Lily’s behavior has been better for the most part today. She had a lot of episodes early in the day. Her nurse actually was quite impressed with Lily Bug’s ability to tell time—she had episodes every half hour, almost exactly on the 30 minute mark. But she calmed down early in the afternoon and has been doing well since. Let’s just hope that keeps up! She’s getting additional caffeine and the last of Uncle John’s blood. Luckily Grandma Pam is going to donate tomorrow so that should tide them over for a while.
Annaleigh is pretty much exactly the same as she’s been, so there’s no report on her. And that’s a good thing!
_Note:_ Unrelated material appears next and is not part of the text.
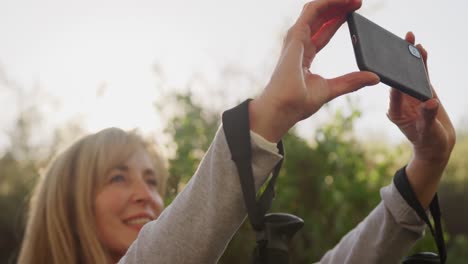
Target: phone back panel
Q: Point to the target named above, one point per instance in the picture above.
(397, 62)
During our evening visit, we got to watch both Annaleigh and Lily get bathed (well, wiped down and massaged with a damp washcloth) and weighed. If you’ve never had the chance to watch a pound-and-a-half baby get a bath, I highly recommend it! Oh, how Lily hated it! She squirmed and flailed her arms and legs about, and she kept trying to cry but her lungs aren’t strong enough yet. The looks on her face were just priceless! And Annaleigh was just as funny. She was able to make a tiny squeaking cry despite the feeding tube that was still in place, and that’s always wonderful to hear. The nurses have to remove all the breathing tubes and wires in order to get an accurate measurement, so it was really special to see Annaleigh’s face for the first time. Her poor head is all elongated and dented from the tubes that have been pressing against her for so long, but she’s still beautiful.
The only other news is that we went to the New Bruswick City Hall today and picked up their birth certificates! So as of this morning, these babies officially exist!
And that’s the update for today. Thank you everyone for reading—we really appreciate all the support!
Annaleigh likes being left alone, so I just put my hand near her so you can see how small she still is.
Lily likes to snuggle with her blankets. Brooke is now snuggling with this same pink blanket. The nurse gave it to us to wash and Brooke is determined to get every ounce of Lily's baby smell from it first!
Charlie looking comfy as always.
Lily does not like bath time!
Lily being lifted onto the scale by her nurse. She is not happy about being airborn, and certainly not thrilled about being unhooked from her breathing tubes. Poor Lily!